Subito dopo il conflitto, ormai giovane uomo, è andato a lavorare in fabbrica. In quella fabbrica tossica che lo ha avvelenato e rovinato. Che gli ha distrutto le gambe. A quello che ormai era diventato un Grande Invalido, titolo che rivendica con amaro orgoglio, era stato dato per compassione un lavoro da uscire presso il municipio. Tutto il giorno seduto dietro a un tavolino in una buia anticamera, a dare informazioni inutili che nessuno ha mai avuto voglia di ascoltare. Poi finalmente la pensione. Da quel momento si è dedicato a quella che è diventata la sua unica occupazione, la sua ragione di vita, l'attività di cacciatore di talpe. È il migliore cacciatore del paese. Gli agricoltori si contendono i suoi servizi, non si fidano di nessun'altro. Lui esce al mattino con il vecchio motorino, visita tutti i poderi, sistema le sue trappole implacabili. Per le povere talpe non c'è scampo. Rientra soltanto la sera, dopo aver percorso tutto il giorno le stradine vicinali, un po' in sella al motorino, un po' a piedi aggrappato allo stesso per non cadere. 
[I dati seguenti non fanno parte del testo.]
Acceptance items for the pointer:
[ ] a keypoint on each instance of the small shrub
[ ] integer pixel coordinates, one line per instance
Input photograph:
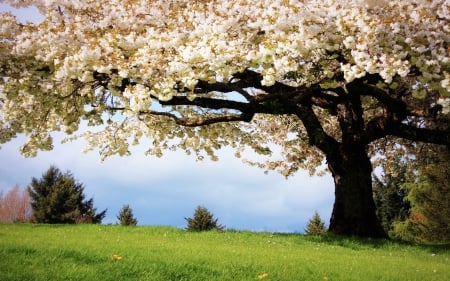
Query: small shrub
(203, 220)
(315, 225)
(126, 216)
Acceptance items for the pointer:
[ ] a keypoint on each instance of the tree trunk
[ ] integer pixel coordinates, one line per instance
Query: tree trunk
(354, 208)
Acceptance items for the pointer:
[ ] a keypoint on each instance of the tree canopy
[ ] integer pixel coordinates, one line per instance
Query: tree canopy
(324, 79)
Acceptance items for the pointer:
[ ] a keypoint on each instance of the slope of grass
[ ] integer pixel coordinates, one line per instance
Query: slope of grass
(86, 252)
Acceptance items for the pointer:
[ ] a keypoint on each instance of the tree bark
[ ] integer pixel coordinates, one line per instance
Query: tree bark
(354, 210)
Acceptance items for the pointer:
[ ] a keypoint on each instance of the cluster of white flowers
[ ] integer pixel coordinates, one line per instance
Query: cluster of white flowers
(162, 44)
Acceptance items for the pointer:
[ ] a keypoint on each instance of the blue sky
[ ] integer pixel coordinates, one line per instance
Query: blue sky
(162, 191)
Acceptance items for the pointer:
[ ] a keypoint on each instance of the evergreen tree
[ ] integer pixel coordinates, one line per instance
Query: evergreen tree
(315, 225)
(58, 198)
(203, 220)
(126, 216)
(429, 220)
(389, 194)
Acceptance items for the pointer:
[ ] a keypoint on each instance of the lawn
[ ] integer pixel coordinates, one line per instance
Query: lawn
(110, 252)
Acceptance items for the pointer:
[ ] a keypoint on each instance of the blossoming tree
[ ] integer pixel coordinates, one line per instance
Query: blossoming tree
(332, 80)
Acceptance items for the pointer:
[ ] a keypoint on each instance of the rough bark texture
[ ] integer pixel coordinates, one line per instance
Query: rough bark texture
(354, 208)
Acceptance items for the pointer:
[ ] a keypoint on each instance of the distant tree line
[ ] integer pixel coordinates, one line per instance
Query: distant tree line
(411, 195)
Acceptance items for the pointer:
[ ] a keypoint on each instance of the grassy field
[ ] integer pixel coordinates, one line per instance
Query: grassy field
(99, 252)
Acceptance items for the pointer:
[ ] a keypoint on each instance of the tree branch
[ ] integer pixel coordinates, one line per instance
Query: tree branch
(191, 122)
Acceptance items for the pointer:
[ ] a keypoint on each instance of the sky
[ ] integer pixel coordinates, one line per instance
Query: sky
(163, 191)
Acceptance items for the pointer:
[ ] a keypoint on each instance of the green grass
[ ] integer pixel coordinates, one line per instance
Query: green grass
(84, 252)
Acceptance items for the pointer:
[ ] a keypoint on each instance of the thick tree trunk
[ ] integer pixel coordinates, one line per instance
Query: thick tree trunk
(354, 208)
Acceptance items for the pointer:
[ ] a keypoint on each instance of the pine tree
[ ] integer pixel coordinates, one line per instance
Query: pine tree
(126, 216)
(389, 194)
(58, 198)
(315, 225)
(203, 220)
(429, 219)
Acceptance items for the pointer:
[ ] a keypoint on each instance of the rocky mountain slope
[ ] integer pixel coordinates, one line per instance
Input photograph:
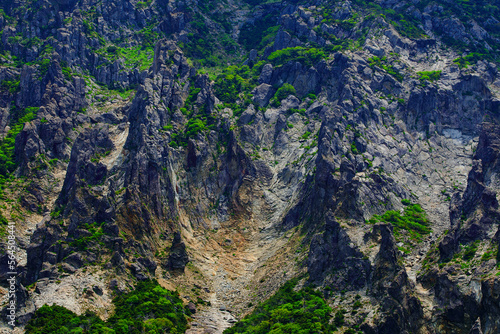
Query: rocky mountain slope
(225, 148)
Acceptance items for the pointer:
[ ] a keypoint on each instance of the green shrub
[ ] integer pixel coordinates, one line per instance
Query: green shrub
(429, 75)
(307, 56)
(18, 118)
(414, 220)
(282, 93)
(147, 309)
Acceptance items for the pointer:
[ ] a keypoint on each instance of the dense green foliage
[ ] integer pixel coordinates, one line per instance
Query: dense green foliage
(306, 56)
(429, 75)
(148, 309)
(18, 118)
(282, 93)
(288, 311)
(414, 220)
(234, 84)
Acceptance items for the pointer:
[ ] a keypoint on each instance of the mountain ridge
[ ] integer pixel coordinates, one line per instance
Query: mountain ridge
(356, 144)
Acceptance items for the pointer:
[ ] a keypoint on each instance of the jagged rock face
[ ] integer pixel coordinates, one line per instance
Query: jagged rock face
(178, 257)
(139, 167)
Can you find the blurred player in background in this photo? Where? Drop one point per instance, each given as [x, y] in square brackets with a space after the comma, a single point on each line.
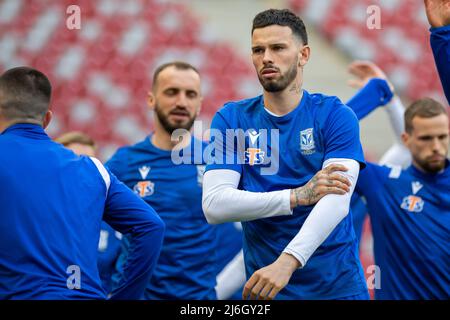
[299, 241]
[376, 91]
[410, 210]
[109, 243]
[438, 14]
[53, 202]
[188, 266]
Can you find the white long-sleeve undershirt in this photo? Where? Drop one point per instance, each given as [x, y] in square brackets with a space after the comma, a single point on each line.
[223, 202]
[231, 278]
[396, 111]
[324, 217]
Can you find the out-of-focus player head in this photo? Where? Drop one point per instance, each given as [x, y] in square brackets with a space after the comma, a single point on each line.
[279, 49]
[427, 134]
[78, 142]
[24, 97]
[175, 96]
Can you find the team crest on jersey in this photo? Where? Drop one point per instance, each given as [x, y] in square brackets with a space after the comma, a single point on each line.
[144, 188]
[144, 170]
[254, 156]
[200, 173]
[412, 204]
[307, 145]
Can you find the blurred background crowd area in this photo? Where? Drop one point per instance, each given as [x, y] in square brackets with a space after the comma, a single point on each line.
[102, 72]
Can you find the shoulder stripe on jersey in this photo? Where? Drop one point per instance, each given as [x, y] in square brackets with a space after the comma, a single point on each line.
[395, 172]
[103, 172]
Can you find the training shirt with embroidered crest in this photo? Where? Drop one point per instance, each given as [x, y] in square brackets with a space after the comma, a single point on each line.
[319, 128]
[410, 217]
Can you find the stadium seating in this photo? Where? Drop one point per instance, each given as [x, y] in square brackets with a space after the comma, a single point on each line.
[401, 47]
[102, 72]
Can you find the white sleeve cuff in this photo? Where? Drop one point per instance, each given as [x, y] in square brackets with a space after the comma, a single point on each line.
[223, 202]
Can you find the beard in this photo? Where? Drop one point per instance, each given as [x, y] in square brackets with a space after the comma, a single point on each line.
[281, 83]
[431, 167]
[171, 127]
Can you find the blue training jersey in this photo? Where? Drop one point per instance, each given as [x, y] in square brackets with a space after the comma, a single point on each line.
[228, 246]
[374, 94]
[440, 44]
[410, 216]
[108, 253]
[52, 204]
[186, 268]
[319, 128]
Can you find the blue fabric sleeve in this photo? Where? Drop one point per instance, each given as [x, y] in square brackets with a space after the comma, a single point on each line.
[130, 215]
[341, 134]
[117, 161]
[371, 179]
[223, 148]
[374, 94]
[440, 44]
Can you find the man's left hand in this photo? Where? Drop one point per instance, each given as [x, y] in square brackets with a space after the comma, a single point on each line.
[266, 282]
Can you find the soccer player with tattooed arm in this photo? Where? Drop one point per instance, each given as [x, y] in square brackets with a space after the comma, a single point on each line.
[291, 177]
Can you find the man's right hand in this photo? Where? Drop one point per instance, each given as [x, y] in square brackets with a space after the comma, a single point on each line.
[326, 181]
[364, 71]
[438, 12]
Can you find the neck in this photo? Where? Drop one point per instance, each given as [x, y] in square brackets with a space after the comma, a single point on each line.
[6, 124]
[283, 102]
[163, 140]
[421, 169]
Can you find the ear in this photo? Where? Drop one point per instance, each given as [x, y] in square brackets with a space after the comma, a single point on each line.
[151, 100]
[200, 106]
[303, 55]
[47, 118]
[405, 138]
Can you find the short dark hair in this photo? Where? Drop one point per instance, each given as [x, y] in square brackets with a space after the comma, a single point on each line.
[24, 94]
[75, 137]
[285, 18]
[180, 65]
[423, 108]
L'uomo estrae la trappola. Anche stavolta ha fatto centro. La talpa è ormai morta. La prende, si avvicina con difficoltà a un piccolo albero, appende l'animale legandolo con una corda a un ramo basso. Poi se ne va, il suo lavoro è terminato. Domani passerà il contadino, conterà quanti corpi di talpa penzolano dalle fronde, e stabilirà il compenso per il cacciatore di talpe: cinque chili di grano o di granoturco per ogni bestia catturata.